Handicapping the AL East race

What was once baseball's most lopsided division is entirely up for grabs

Updated: July 7, 2014, 4:45 PM ET
By Paul Swydan | ESPN Insider

Jose Reyes AP Photo/Kathy WillensCan Jose Reyes and the Blue Jays win the American League East?

The American League East used to be the best division in baseball. From 2007 through 2012, the East boasted at least half of the American League's 90-win teams. But last year, things changed: Of the six clubs that crossed the 90-win threshold in the AL, just two resided in the East.

The quality of play among the division's elite has regressed even further this season. FanGraphs projects all five AL East teams to finish the year with between 77.8 and 84.2 wins; this time around, it seems unlikely a single team will tally a 90th victory.

Still, as the New York Yankees, Boston Red Sox and Tampa Bay Rays all fade, parity in the East has reached what might be an all-time high. In fact, the margin between the highest and lowest projected win totals in the AL East is currently the lowest in all of baseball.

In other words, what was once baseball's most lopsided division is now entirely up for grabs.

Below I have listed each team with its current projected record and playoff odds, according to FanGraphs. And I have looked into our crystal ball to envision two different end-of-season scenarios for each AL East club.

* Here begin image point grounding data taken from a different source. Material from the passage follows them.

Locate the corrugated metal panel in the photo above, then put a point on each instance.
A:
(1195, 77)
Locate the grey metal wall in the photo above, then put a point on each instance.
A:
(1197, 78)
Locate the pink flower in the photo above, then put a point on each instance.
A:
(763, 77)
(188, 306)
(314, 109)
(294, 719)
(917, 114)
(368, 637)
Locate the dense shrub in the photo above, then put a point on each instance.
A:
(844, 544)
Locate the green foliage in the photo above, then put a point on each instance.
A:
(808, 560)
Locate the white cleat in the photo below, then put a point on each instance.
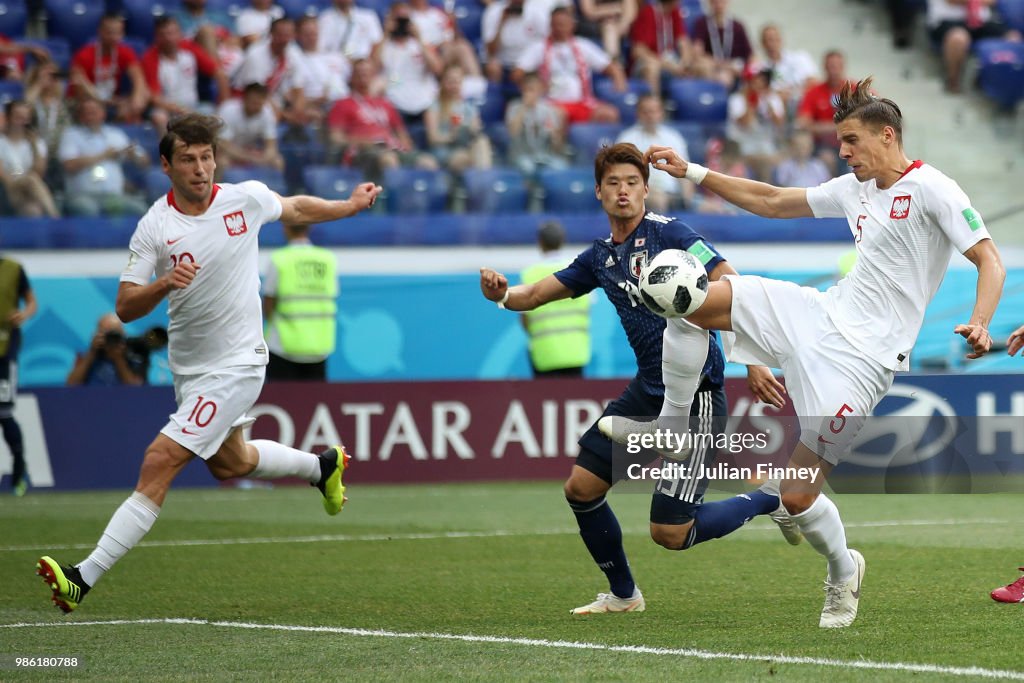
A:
(608, 602)
(842, 599)
(791, 531)
(621, 429)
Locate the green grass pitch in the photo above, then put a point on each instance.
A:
(475, 582)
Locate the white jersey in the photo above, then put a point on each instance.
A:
(216, 322)
(905, 237)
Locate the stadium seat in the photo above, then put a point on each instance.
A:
(626, 101)
(140, 14)
(74, 20)
(270, 177)
(331, 182)
(568, 189)
(13, 15)
(496, 190)
(416, 190)
(1000, 71)
(10, 90)
(1012, 12)
(697, 99)
(587, 138)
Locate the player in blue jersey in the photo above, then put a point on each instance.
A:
(679, 519)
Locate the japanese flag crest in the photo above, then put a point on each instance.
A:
(638, 260)
(901, 208)
(236, 223)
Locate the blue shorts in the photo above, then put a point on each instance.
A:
(672, 502)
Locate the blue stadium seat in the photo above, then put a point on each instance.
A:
(11, 90)
(568, 189)
(626, 101)
(140, 14)
(416, 190)
(1012, 12)
(697, 99)
(270, 177)
(496, 190)
(13, 15)
(331, 182)
(1000, 71)
(75, 20)
(587, 138)
(157, 183)
(58, 48)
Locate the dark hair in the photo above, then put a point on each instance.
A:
(621, 153)
(189, 129)
(855, 100)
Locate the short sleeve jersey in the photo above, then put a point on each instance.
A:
(615, 268)
(905, 237)
(216, 322)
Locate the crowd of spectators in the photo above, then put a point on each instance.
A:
(455, 88)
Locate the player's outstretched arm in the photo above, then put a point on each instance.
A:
(306, 210)
(496, 288)
(1016, 341)
(990, 278)
(758, 198)
(134, 301)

Baltimore Orioles, 84.2-77.8 (projected record), 45.5 percent (playoff odds)

How they win the division

Kevin Gausman remains in the rotation, goes on a tear and becomes the staff ace the team hoped it had in Ubaldo Jimenez. The other starting pitchers continue to defy their decidedly dreadful FIPs. Chris Davis and Manny Machado start hitting the ball with authority again, and Steve Pearce and Nelson Cruz never cool off. The team acquires Daniel Murphy, who gives the O's a huge offensive boost down the stretch.